Ökonomen, die Gerechtigkeit als Kategorie für die Wirtschaft ablehnen und nur auf Wettbewerbsfähigkit und Rendite setzen, weist Meyer scharf zurück: Die Ideologie, ein schrankenloser Wettbewerb müsse die gesellschaftlichen Beziehungen beherrschen, sei «die größte Bedrohung der menschlichen Freiheit» und habe wie früher der Kommunismus schon «unendlich viel Leid und Elend verursacht».
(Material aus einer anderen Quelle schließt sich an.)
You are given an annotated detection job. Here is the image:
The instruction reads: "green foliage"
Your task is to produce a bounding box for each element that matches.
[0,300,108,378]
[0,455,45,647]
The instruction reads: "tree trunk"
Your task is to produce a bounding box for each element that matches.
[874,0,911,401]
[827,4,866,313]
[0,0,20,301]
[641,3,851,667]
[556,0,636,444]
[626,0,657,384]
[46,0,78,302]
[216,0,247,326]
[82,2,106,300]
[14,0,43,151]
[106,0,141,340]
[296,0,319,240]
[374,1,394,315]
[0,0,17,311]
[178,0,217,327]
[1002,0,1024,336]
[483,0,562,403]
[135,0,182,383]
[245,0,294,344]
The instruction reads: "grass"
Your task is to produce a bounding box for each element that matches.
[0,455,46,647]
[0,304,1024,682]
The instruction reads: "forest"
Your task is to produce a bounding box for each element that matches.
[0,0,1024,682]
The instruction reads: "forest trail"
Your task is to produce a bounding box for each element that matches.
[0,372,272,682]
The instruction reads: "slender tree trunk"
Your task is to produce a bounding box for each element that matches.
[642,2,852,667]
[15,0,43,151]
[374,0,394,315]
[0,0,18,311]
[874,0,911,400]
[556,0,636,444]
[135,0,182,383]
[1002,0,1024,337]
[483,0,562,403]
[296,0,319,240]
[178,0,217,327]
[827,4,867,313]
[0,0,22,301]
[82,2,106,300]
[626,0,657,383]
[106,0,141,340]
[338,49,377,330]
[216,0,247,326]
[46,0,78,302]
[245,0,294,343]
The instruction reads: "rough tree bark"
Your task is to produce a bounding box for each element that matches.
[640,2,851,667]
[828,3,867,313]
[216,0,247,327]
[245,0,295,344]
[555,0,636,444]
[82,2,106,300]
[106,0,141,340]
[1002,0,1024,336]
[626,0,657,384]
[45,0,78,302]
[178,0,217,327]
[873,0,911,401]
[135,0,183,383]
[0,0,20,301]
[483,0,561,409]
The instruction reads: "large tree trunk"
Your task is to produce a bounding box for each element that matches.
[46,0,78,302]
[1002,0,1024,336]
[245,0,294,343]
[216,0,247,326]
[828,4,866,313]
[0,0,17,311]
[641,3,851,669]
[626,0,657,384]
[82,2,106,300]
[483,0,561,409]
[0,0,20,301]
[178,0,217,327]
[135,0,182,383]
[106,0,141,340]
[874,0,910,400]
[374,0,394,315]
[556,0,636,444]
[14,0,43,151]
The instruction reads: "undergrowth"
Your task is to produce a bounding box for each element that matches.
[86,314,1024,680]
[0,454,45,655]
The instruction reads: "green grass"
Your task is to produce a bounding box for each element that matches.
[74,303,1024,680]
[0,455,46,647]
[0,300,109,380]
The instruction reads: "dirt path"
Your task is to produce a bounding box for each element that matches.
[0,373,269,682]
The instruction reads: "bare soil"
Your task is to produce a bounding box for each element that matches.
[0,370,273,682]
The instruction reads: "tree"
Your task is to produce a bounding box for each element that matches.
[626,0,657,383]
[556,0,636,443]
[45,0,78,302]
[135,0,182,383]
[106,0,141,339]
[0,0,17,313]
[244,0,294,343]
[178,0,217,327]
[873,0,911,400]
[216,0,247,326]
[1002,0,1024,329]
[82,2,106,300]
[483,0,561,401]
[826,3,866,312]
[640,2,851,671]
Das Selbstverständnis der Kirche als «sozialer Anwalt» leidet allerdings unter deren eigenem Verhalten als Arbeitgeber. «In Kirchenverwaltungen und kirchlichen Sozialeinrichtungen werden die Methoden der Wirtschaft und des öffentlichen Dienstes angewandt, nämlich Outsourcing, Personalabbau, Lohndruck und Arbeitszeitverlängerung«, sagt Hengsbach. Selbst betriebsbedingte Kündigungen schließen einige Bistümer nicht mehr aus.
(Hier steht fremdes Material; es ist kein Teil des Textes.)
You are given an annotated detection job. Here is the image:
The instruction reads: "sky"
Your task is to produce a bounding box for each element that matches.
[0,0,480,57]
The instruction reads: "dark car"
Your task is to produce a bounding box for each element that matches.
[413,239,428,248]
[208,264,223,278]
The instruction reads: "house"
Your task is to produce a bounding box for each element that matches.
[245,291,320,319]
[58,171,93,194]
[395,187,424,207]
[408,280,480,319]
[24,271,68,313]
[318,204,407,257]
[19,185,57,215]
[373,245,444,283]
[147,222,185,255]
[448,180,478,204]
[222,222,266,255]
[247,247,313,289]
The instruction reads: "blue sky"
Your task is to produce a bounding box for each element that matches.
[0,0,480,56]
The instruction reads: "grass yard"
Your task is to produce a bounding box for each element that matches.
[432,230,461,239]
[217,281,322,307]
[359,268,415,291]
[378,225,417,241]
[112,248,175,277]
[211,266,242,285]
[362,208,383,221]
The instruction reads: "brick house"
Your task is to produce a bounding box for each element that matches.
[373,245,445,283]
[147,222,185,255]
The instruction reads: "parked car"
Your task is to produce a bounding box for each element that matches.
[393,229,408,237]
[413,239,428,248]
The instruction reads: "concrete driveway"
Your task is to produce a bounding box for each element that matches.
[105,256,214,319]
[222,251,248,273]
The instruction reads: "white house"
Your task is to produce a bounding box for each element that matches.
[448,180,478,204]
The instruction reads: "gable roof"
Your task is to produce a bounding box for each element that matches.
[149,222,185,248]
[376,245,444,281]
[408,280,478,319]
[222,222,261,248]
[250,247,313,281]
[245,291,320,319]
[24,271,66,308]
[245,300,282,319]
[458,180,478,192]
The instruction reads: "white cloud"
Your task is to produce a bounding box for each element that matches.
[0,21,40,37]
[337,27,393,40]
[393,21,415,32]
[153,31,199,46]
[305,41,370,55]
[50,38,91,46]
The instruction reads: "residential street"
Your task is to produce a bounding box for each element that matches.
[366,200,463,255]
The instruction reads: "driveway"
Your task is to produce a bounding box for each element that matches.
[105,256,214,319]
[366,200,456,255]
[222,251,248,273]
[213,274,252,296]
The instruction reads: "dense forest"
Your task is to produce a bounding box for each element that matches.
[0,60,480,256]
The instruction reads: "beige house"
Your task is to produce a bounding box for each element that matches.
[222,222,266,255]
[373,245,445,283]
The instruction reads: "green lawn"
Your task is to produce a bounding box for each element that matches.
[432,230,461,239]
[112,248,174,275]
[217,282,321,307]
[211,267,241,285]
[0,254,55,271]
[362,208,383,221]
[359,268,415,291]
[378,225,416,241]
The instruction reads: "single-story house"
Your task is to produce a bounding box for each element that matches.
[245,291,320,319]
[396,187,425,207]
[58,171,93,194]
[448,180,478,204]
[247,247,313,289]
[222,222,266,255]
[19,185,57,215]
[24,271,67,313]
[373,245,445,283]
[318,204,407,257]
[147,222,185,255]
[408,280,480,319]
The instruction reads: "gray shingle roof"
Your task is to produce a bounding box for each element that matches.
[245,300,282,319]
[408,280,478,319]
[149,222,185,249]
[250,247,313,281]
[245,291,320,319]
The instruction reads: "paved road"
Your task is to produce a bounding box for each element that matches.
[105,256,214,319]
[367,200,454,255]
Was das staatliche Gesundheits- und Finanzsystem angeht, sieht Hengsbach die Kirchen «in Geiselhaft des gewandelten Sozialstaates in einen Wettbewerbsstaat»: Wettbewerb unter den Krankenkassen, Wettbewerb unter den Krankenhäusern, Wettbewerb unter Altenheimen oder Kindergärten böten Diakonie und Caritas keine Spielräume mehr, Sozialarbeit nach christlichem Selbverständnis zu gestalten. Und der Trend, direkte Steuern abzusenken und dafür Vebrauchssteuern zu erhöhen, treffe die Kirchen, da die Kirchensteuer direkt an die Lohn- und Einkommenssteuer gekoppelt ist.
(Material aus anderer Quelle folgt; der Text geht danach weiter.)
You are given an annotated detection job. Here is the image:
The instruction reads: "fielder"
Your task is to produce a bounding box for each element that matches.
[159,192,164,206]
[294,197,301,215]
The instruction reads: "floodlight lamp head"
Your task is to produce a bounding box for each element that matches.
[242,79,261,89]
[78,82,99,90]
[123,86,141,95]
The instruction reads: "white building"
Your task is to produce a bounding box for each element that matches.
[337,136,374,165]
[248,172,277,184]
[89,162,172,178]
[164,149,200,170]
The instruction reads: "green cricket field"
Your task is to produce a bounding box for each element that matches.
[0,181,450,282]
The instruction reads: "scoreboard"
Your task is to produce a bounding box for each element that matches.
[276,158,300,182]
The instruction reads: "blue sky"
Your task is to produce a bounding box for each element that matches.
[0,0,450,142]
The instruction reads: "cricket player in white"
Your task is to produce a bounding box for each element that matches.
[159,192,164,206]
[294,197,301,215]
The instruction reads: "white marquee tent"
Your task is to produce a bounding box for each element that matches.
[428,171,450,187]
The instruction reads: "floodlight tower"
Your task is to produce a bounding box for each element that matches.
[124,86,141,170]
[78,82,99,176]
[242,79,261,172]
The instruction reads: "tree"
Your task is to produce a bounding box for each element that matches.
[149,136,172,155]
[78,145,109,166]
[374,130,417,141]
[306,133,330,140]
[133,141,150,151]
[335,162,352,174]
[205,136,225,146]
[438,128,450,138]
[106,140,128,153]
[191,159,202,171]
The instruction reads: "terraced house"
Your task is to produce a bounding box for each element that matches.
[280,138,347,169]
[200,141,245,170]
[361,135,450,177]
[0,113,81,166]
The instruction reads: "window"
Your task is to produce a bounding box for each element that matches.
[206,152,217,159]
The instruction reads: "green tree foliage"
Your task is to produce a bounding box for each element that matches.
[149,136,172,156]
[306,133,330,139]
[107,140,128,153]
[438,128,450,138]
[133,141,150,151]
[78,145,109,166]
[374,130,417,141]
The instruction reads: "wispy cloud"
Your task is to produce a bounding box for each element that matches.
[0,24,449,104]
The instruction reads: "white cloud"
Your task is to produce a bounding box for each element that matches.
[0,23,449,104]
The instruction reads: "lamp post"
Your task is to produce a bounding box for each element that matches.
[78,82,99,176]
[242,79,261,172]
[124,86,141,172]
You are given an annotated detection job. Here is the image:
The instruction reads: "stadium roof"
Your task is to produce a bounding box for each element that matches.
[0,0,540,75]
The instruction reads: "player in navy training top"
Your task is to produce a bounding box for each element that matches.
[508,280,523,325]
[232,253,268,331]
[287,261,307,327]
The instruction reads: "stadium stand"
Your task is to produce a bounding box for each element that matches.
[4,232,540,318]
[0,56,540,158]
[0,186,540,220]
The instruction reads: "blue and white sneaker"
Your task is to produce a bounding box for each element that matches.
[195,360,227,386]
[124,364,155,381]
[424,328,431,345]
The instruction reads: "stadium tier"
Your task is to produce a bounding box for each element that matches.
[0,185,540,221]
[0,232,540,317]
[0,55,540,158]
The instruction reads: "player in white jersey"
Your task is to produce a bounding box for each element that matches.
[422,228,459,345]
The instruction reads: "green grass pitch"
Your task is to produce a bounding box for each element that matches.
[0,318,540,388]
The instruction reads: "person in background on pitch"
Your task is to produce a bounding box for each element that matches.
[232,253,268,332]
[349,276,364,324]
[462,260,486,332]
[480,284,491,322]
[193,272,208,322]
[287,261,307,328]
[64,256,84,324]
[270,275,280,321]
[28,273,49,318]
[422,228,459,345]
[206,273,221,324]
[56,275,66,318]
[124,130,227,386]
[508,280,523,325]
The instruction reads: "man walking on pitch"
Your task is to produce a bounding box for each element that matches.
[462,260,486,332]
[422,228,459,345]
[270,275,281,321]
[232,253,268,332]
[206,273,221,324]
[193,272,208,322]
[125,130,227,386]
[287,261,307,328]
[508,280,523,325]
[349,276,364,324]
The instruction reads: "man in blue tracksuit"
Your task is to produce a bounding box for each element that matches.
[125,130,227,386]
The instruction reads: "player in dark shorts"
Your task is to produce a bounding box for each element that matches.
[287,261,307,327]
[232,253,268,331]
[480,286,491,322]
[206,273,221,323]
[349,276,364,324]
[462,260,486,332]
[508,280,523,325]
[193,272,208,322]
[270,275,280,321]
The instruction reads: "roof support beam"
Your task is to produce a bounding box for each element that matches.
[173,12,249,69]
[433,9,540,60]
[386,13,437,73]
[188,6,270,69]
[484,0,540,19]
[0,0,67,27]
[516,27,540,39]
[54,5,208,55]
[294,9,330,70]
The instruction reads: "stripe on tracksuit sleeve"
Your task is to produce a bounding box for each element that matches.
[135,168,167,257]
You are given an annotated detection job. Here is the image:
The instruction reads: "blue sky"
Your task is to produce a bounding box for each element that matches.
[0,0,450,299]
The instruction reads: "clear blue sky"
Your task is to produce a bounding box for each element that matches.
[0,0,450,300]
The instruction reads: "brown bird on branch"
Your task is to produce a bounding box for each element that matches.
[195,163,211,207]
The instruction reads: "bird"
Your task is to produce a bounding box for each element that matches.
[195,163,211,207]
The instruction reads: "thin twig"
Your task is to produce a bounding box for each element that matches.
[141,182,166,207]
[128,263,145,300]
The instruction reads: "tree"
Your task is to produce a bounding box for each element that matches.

Die kirchliche Reformbewegung «Wir sind Kirche» spürt neben einem gewissen Stolz auf den Papst und einer Neuentdeckung von Religion und Spiritulität in der Öffentlichkeit auch Frust in vielen Kirchengemeinden - nicht nur wegen fehlender Reformen bei Zölibat, Frauenpriestertum und gemeinsamem Abendmahl. Die Sparzwänge, ein sich weiter verschärfender Priestermangel und immer noch rückläufige Mitgliederzahlen haben zu Personalabbau und Gemeinde-Zusammenlegungen teils in drastischer Form geführt. «Wir sind Kirche»-Mitbegründer Christian Weisner erlebte erst kürzlich, wie es im Kindergottesdienst hieß, der Pfarrer sei noch im Altenheim tätig, werde aber gleich noch zur Wandlung kommen.
Auch die Gemeinde von ZdK-Präsident Meyer in Berlin wurde inzwischen zusammengelegt. Die Situation der rund 25 Millionen Katholiken in Deutschland sieht er dennoch mit Zuversicht: Trotz enttäuschter Reformhoffnungen und demographischer wie finanzieller Probleme gebe es Hoffnung auf neue Chancen, wie sie jeder gesellschaftliche Umbruch mit sich bringe.